Q: What have you been most proud of in your work?
[Eliot Higgins]: There are several projects I am particularly proud of, the work on justice and accountability being one of them. The process we’ve developed there has had significant implications. Notably, our investigation into MH-17 played a crucial role as it truly brought open-source investigation into the limelight across various fields, effectuating a profound change in the world.
Sometimes, it’s even the smaller projects that leave an indelible impact. Around two years ago, I assisted an organization dedicated to finding lost or stolen dogs. In a mere two hours, we managed to recover three stolen dogs. For the third case, we didn’t even need to intervene. After successfully locating the first two dogs swiftly, the organization we were collaborating with warned the individuals involved about our capabilities. Intimidated, they returned the dog promptly, eliminating the need for further action. While it might seem trivial compared to war crimes – investigations that could span 10-20 years before yielding a result – this was a personal triumph for me. Being able to effect change within 24 hours can be quite rewarding.
In a way, I view our work as creating a hostile environment for such malicious activities to thrive. It’s not just about Bellingcat leading the way, but about training other organizations to take the reins. In the dog-napping case, where our intervention was no longer necessary, I saw a glimpse of the ideal scenario we are striving for. Bellingcat doesn’t need to be involved in every case; in fact, in an ideal world, we wouldn’t need a Bellingcat because people would already be employing these methods themselves.
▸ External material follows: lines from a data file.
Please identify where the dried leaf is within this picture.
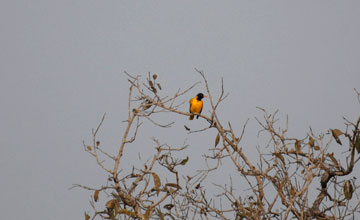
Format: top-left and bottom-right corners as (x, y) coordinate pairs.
(152, 173), (161, 194)
(165, 183), (182, 189)
(149, 80), (154, 87)
(164, 204), (174, 210)
(309, 136), (315, 147)
(273, 152), (285, 164)
(215, 133), (220, 147)
(85, 212), (90, 220)
(355, 135), (360, 154)
(156, 209), (165, 220)
(290, 185), (297, 196)
(330, 129), (344, 145)
(94, 190), (100, 202)
(105, 199), (115, 209)
(180, 157), (189, 166)
(295, 140), (301, 152)
(338, 201), (346, 206)
(327, 153), (339, 167)
(344, 180), (354, 200)
(117, 209), (136, 218)
(144, 208), (152, 220)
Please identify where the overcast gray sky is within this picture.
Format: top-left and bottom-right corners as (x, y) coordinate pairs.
(0, 0), (360, 219)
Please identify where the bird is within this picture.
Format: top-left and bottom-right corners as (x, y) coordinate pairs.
(189, 93), (206, 120)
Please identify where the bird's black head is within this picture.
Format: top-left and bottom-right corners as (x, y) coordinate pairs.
(196, 93), (205, 101)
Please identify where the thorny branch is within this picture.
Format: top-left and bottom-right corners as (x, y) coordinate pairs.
(74, 69), (360, 219)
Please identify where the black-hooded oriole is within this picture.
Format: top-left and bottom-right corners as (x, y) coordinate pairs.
(189, 93), (206, 120)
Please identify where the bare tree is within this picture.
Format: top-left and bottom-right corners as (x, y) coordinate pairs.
(74, 69), (360, 219)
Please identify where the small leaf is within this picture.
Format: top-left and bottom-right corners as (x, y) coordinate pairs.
(180, 157), (189, 166)
(215, 133), (220, 147)
(94, 190), (100, 202)
(330, 129), (344, 145)
(344, 180), (354, 200)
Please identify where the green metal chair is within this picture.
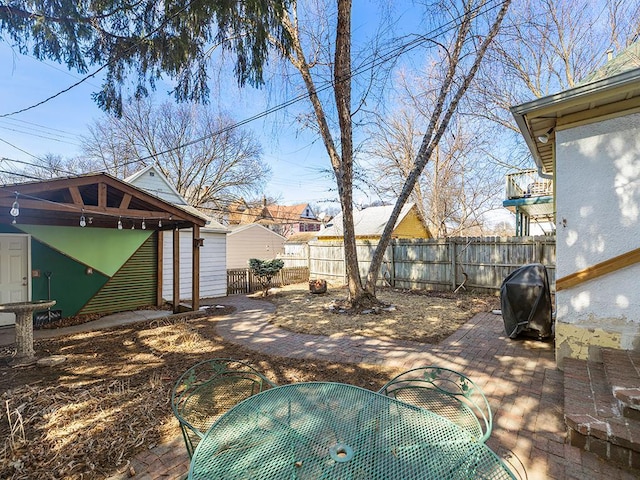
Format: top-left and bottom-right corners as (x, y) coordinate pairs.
(171, 358), (276, 458)
(378, 366), (493, 442)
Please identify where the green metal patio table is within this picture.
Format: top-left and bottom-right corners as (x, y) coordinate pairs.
(188, 382), (515, 480)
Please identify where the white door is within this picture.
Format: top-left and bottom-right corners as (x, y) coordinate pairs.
(0, 235), (29, 327)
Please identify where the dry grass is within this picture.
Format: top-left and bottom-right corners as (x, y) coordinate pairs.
(0, 285), (500, 480)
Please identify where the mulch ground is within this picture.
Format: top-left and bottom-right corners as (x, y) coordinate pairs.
(0, 287), (498, 480)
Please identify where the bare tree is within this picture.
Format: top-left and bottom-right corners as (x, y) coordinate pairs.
(83, 100), (270, 208)
(368, 64), (503, 237)
(466, 0), (640, 134)
(0, 153), (89, 183)
(268, 0), (510, 307)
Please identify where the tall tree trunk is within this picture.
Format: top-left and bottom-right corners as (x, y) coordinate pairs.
(333, 0), (364, 303)
(365, 0), (511, 296)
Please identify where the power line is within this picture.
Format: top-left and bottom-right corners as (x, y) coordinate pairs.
(0, 138), (42, 160)
(101, 0), (502, 171)
(0, 125), (80, 147)
(0, 0), (202, 118)
(0, 0), (502, 186)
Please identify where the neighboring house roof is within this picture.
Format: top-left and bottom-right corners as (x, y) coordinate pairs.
(124, 165), (188, 205)
(317, 203), (424, 238)
(578, 41), (640, 85)
(267, 203), (319, 223)
(124, 165), (227, 233)
(0, 173), (205, 230)
(287, 232), (318, 243)
(229, 223), (286, 240)
(511, 40), (640, 175)
(228, 200), (273, 225)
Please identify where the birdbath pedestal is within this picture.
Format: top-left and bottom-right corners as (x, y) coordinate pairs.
(0, 300), (56, 363)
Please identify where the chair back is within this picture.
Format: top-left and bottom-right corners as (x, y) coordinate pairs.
(171, 358), (276, 458)
(378, 366), (493, 442)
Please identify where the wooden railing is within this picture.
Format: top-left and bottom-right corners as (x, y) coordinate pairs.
(556, 248), (640, 291)
(227, 267), (309, 295)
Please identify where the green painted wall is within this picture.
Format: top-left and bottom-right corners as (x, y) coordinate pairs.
(0, 224), (157, 317)
(31, 242), (109, 317)
(16, 225), (153, 277)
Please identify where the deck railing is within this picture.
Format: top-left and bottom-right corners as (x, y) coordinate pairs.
(227, 267), (309, 295)
(506, 170), (553, 200)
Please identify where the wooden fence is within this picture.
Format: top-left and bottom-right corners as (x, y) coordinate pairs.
(279, 236), (556, 290)
(227, 267), (309, 295)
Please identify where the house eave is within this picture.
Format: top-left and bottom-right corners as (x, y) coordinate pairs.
(510, 68), (640, 175)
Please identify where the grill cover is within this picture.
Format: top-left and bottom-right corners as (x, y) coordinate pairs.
(500, 263), (552, 338)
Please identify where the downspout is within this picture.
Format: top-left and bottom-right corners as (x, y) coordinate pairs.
(536, 162), (553, 180)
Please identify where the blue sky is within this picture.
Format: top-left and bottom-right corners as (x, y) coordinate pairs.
(0, 42), (336, 204)
(0, 0), (520, 230)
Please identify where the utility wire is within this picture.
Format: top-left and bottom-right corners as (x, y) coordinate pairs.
(97, 0), (502, 171)
(0, 0), (502, 180)
(0, 0), (202, 118)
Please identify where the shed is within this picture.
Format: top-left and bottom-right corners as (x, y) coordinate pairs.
(125, 165), (229, 300)
(227, 223), (286, 269)
(0, 173), (205, 324)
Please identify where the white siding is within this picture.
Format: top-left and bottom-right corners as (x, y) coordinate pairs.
(162, 230), (227, 300)
(227, 224), (286, 269)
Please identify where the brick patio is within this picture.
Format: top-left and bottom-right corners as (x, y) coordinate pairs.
(105, 296), (640, 480)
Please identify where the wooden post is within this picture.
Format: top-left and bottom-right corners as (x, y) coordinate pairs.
(449, 238), (458, 291)
(156, 230), (164, 307)
(191, 225), (200, 311)
(173, 227), (180, 313)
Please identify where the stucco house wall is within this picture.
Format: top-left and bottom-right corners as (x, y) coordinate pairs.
(556, 113), (640, 359)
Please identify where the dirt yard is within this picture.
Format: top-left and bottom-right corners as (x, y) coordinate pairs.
(0, 285), (497, 480)
(268, 284), (499, 343)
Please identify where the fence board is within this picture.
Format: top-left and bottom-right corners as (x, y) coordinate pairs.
(300, 236), (555, 290)
(227, 267), (309, 295)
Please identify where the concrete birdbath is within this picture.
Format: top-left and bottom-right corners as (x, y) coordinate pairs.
(0, 300), (56, 364)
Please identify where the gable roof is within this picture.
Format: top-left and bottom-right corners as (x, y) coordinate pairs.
(0, 173), (205, 230)
(511, 40), (640, 175)
(318, 203), (415, 237)
(267, 203), (319, 223)
(229, 223), (286, 240)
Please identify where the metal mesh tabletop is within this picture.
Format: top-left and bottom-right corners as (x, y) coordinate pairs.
(189, 382), (514, 480)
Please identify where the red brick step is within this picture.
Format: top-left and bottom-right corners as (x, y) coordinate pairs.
(564, 349), (640, 468)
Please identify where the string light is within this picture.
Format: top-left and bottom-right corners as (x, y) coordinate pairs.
(9, 192), (20, 225)
(3, 191), (201, 230)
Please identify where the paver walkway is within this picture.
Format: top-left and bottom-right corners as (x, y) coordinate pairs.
(95, 296), (638, 480)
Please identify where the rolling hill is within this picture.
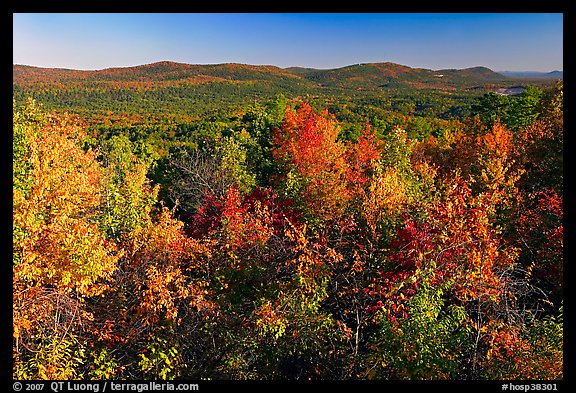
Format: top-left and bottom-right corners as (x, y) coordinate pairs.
(13, 61), (554, 119)
(13, 61), (508, 89)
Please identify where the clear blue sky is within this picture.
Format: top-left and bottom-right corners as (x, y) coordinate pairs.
(13, 13), (563, 71)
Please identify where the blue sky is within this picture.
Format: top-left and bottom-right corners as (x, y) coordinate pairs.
(13, 13), (563, 71)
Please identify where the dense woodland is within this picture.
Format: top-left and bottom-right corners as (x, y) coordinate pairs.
(13, 62), (564, 380)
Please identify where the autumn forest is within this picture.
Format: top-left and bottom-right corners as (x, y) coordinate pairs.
(12, 63), (564, 380)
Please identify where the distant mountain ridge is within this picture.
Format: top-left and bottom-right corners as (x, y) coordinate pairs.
(499, 71), (564, 79)
(13, 61), (508, 90)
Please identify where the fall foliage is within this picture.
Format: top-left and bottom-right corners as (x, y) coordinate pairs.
(12, 80), (564, 380)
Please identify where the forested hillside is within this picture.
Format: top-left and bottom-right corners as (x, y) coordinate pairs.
(13, 63), (564, 380)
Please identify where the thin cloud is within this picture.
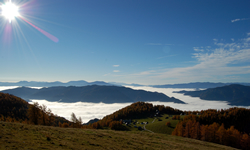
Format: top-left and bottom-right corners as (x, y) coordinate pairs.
(231, 18), (250, 23)
(133, 34), (250, 82)
(146, 43), (163, 46)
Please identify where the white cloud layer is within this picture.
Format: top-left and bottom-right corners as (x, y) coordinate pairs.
(0, 86), (250, 123)
(28, 86), (250, 122)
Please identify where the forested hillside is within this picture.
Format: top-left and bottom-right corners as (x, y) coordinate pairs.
(172, 108), (250, 150)
(178, 84), (250, 106)
(0, 92), (70, 126)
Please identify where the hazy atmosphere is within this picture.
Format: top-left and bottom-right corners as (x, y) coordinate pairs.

That’s why we dedicate so much time to training others in these techniques, as it’s ultimately about decentralizing this power we hold.
Q: What do you hope your legacy will be?
[Eliot Higgins]: I feel fortunate to already witness a significant part of the legacy I hope to leave behind. The global media’s reporting on the conflict in Ukraine has significantly been influenced by Bellingcat’s work over the past eight years. I’ve had direct conversations with individuals from these media organizations who told me, “Our unit exists because Bellingcat paved the path.” That acknowledgment, in my view, is a testament to the lasting impact of our work. I firmly believe that this influence isn’t going to dissipate but will continue to persist and shape the future. So, in essence, that’s the legacy I envisage.